Paper review 7

Biologically informed deep neural network for prostate cancer discovery, Nature [Paper]

Summary

  • Biologically informed deep neural network (using Reactome pathway hierarchy)
  • Better than baseline models, but suspicious of the way they integrate genomics profiles
  • What if integrating GWAS?

Introduction

The advances in sparse model development and attribution methods have informed the development of deep learning models to solve biological problems using customized neural network architectures that are inspired by biological systems.
For example, visible neural networks were developed to model the effect of gene interaction on cell growth in yeast (DCell) and cancer cell line interactions with therapies (DrugCell).

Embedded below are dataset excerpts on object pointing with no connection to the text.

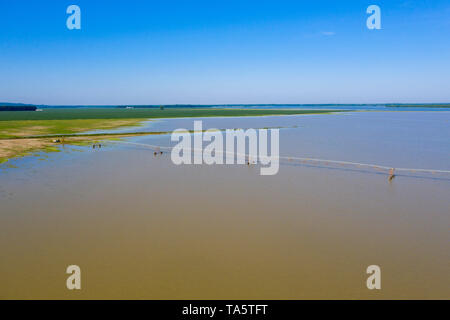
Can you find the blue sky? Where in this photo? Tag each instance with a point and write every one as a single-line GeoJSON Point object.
{"type": "Point", "coordinates": [212, 52]}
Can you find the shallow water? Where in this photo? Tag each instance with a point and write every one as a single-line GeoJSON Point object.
{"type": "Point", "coordinates": [141, 227]}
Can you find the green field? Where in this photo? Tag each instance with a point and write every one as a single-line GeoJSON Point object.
{"type": "Point", "coordinates": [120, 113]}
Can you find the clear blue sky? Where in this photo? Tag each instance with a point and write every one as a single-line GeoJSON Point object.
{"type": "Point", "coordinates": [211, 52]}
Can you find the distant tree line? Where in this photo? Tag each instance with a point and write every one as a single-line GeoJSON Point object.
{"type": "Point", "coordinates": [18, 108]}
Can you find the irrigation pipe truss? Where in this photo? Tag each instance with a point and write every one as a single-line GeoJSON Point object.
{"type": "Point", "coordinates": [308, 160]}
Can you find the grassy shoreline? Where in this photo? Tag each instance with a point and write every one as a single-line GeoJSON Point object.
{"type": "Point", "coordinates": [20, 135]}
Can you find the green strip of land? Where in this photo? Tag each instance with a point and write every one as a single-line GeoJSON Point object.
{"type": "Point", "coordinates": [22, 132]}
{"type": "Point", "coordinates": [140, 113]}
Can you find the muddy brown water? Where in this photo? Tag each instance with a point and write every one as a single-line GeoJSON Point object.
{"type": "Point", "coordinates": [140, 227]}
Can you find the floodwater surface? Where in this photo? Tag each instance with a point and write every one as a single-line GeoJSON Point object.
{"type": "Point", "coordinates": [141, 227]}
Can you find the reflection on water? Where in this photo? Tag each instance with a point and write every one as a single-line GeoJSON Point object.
{"type": "Point", "coordinates": [141, 227]}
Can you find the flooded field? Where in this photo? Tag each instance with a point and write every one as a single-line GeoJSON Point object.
{"type": "Point", "coordinates": [141, 227]}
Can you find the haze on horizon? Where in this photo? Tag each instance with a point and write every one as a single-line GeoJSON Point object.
{"type": "Point", "coordinates": [202, 52]}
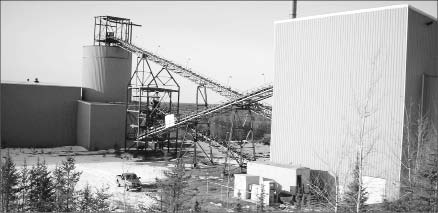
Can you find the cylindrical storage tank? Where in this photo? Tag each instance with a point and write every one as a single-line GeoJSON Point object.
{"type": "Point", "coordinates": [105, 74]}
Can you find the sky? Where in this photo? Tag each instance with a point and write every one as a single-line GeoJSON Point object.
{"type": "Point", "coordinates": [230, 41]}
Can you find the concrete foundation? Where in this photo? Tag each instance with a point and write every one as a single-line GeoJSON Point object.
{"type": "Point", "coordinates": [100, 125]}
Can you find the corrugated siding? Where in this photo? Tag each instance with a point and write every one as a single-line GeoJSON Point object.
{"type": "Point", "coordinates": [323, 70]}
{"type": "Point", "coordinates": [422, 53]}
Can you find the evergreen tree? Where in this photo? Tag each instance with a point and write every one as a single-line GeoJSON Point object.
{"type": "Point", "coordinates": [197, 207]}
{"type": "Point", "coordinates": [173, 192]}
{"type": "Point", "coordinates": [101, 200]}
{"type": "Point", "coordinates": [89, 201]}
{"type": "Point", "coordinates": [41, 191]}
{"type": "Point", "coordinates": [355, 187]}
{"type": "Point", "coordinates": [239, 205]}
{"type": "Point", "coordinates": [85, 201]}
{"type": "Point", "coordinates": [65, 180]}
{"type": "Point", "coordinates": [23, 187]}
{"type": "Point", "coordinates": [9, 185]}
{"type": "Point", "coordinates": [261, 201]}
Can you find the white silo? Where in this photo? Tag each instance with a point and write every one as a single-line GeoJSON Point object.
{"type": "Point", "coordinates": [105, 74]}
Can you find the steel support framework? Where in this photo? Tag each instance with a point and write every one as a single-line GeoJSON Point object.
{"type": "Point", "coordinates": [107, 28]}
{"type": "Point", "coordinates": [149, 100]}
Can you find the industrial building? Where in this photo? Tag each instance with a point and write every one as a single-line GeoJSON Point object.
{"type": "Point", "coordinates": [329, 68]}
{"type": "Point", "coordinates": [38, 115]}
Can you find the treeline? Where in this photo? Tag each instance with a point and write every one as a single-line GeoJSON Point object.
{"type": "Point", "coordinates": [36, 189]}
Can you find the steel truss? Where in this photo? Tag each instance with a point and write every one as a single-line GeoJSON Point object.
{"type": "Point", "coordinates": [229, 93]}
{"type": "Point", "coordinates": [106, 28]}
{"type": "Point", "coordinates": [149, 100]}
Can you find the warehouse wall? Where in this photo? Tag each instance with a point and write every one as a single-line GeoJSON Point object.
{"type": "Point", "coordinates": [422, 51]}
{"type": "Point", "coordinates": [100, 125]}
{"type": "Point", "coordinates": [326, 68]}
{"type": "Point", "coordinates": [35, 115]}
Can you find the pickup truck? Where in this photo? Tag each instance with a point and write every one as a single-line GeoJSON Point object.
{"type": "Point", "coordinates": [129, 181]}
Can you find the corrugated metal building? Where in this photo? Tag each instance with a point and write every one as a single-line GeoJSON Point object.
{"type": "Point", "coordinates": [329, 67]}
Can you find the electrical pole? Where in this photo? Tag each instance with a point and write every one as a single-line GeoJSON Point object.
{"type": "Point", "coordinates": [294, 9]}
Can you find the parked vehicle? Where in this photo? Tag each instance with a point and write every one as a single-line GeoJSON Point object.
{"type": "Point", "coordinates": [129, 180]}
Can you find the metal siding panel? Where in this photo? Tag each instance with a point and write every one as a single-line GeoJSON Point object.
{"type": "Point", "coordinates": [323, 68]}
{"type": "Point", "coordinates": [422, 54]}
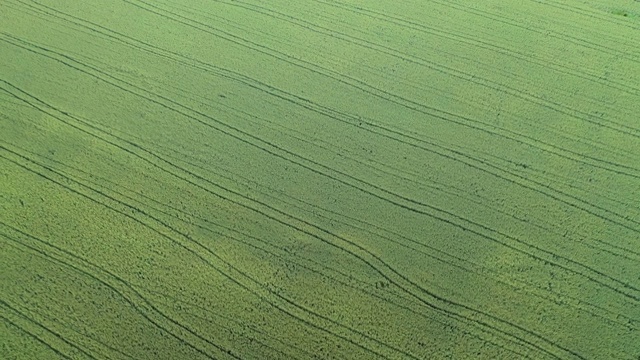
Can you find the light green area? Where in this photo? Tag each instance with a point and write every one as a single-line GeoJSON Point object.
{"type": "Point", "coordinates": [333, 180]}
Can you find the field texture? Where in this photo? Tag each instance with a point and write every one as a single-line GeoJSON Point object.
{"type": "Point", "coordinates": [327, 179]}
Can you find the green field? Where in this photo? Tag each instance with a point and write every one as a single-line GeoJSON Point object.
{"type": "Point", "coordinates": [329, 179]}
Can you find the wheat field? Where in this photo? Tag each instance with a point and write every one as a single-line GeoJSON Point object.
{"type": "Point", "coordinates": [319, 179]}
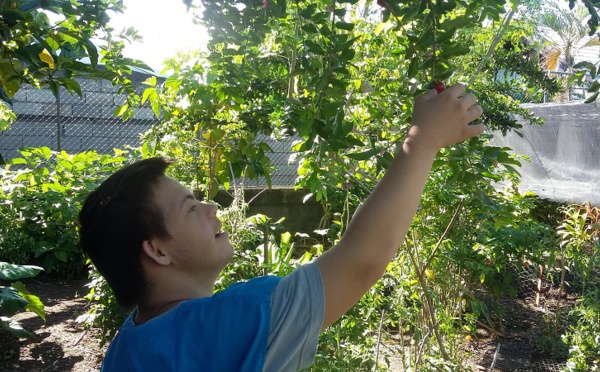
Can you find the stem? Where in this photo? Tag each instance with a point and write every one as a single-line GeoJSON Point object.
{"type": "Point", "coordinates": [444, 235]}
{"type": "Point", "coordinates": [379, 340]}
{"type": "Point", "coordinates": [507, 19]}
{"type": "Point", "coordinates": [429, 305]}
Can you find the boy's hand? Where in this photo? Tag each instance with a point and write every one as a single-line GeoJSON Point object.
{"type": "Point", "coordinates": [441, 120]}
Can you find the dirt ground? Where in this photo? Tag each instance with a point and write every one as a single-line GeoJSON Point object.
{"type": "Point", "coordinates": [59, 344]}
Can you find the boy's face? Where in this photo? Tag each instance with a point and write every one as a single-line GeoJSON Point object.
{"type": "Point", "coordinates": [197, 245]}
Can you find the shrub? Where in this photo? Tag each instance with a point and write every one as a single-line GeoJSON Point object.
{"type": "Point", "coordinates": [15, 297]}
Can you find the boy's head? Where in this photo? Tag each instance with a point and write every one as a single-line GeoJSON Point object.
{"type": "Point", "coordinates": [116, 219]}
{"type": "Point", "coordinates": [144, 231]}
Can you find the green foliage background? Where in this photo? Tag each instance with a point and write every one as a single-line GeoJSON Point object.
{"type": "Point", "coordinates": [341, 77]}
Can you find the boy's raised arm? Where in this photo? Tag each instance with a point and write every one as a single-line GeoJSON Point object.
{"type": "Point", "coordinates": [378, 227]}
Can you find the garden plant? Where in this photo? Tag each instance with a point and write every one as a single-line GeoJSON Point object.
{"type": "Point", "coordinates": [340, 77]}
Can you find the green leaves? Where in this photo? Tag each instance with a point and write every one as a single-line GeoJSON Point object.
{"type": "Point", "coordinates": [17, 298]}
{"type": "Point", "coordinates": [13, 272]}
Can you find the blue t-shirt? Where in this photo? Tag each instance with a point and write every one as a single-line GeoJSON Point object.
{"type": "Point", "coordinates": [268, 323]}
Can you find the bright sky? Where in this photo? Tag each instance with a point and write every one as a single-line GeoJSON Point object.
{"type": "Point", "coordinates": [166, 27]}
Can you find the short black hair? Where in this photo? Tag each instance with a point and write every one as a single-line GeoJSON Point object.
{"type": "Point", "coordinates": [116, 219]}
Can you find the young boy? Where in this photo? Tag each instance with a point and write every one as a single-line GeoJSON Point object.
{"type": "Point", "coordinates": [161, 252]}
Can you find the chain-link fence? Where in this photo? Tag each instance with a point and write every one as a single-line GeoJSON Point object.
{"type": "Point", "coordinates": [76, 124]}
{"type": "Point", "coordinates": [73, 123]}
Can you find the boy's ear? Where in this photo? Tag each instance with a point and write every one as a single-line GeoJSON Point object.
{"type": "Point", "coordinates": [153, 251]}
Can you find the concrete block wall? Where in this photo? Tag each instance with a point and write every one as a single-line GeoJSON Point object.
{"type": "Point", "coordinates": [88, 123]}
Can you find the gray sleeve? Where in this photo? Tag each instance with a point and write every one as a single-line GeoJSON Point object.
{"type": "Point", "coordinates": [297, 313]}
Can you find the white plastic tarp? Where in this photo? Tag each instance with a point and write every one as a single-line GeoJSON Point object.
{"type": "Point", "coordinates": [564, 153]}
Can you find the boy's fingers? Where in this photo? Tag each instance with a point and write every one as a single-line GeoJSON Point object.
{"type": "Point", "coordinates": [469, 99]}
{"type": "Point", "coordinates": [457, 89]}
{"type": "Point", "coordinates": [474, 130]}
{"type": "Point", "coordinates": [430, 94]}
{"type": "Point", "coordinates": [475, 112]}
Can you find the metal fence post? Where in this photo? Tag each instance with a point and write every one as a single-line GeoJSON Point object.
{"type": "Point", "coordinates": [58, 123]}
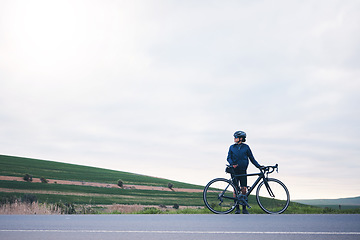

A pathway-associated sparse deep neural network (PASNet) used a flattened version of pathways to predict patient prognosis in Glioblastoma multiforme.

Here they hypothesized that a biologically informed deep learning model built on advances in sparse deep learning architectures, encoding of biological information and incorporation of explainability algorithms would achieve superior predictive performance compared with established models and reveal novel patterns of treatment resistance in prostate cancer, with translational implications.

They developed P-NET—a biologically informed deep learning model—to stratify patients with prostate cancer by treatment-resistance state and evaluate molecular drivers of treatment resistance for therapeutic targeting through complete model interpretability.

From Genome to phenome.

Method

In P-NET, the molecular profile of the individual is fed into the model and distributed over a layer of nodes representing a set of genes using weighted links (Fig. 1, Extended Data Fig. 1). Later layers of the network encode a set of pathways with increasing levels of abstraction, whereby lower layers represent fine pathways and later layers represent more complex biological pathways and biological processes.

The architecture was built using the Reactome pathway datasets. The whole Reactome dataset was downloaded and processed to form a layered network of five layers of pathways, one layer of genes, and one layer for features.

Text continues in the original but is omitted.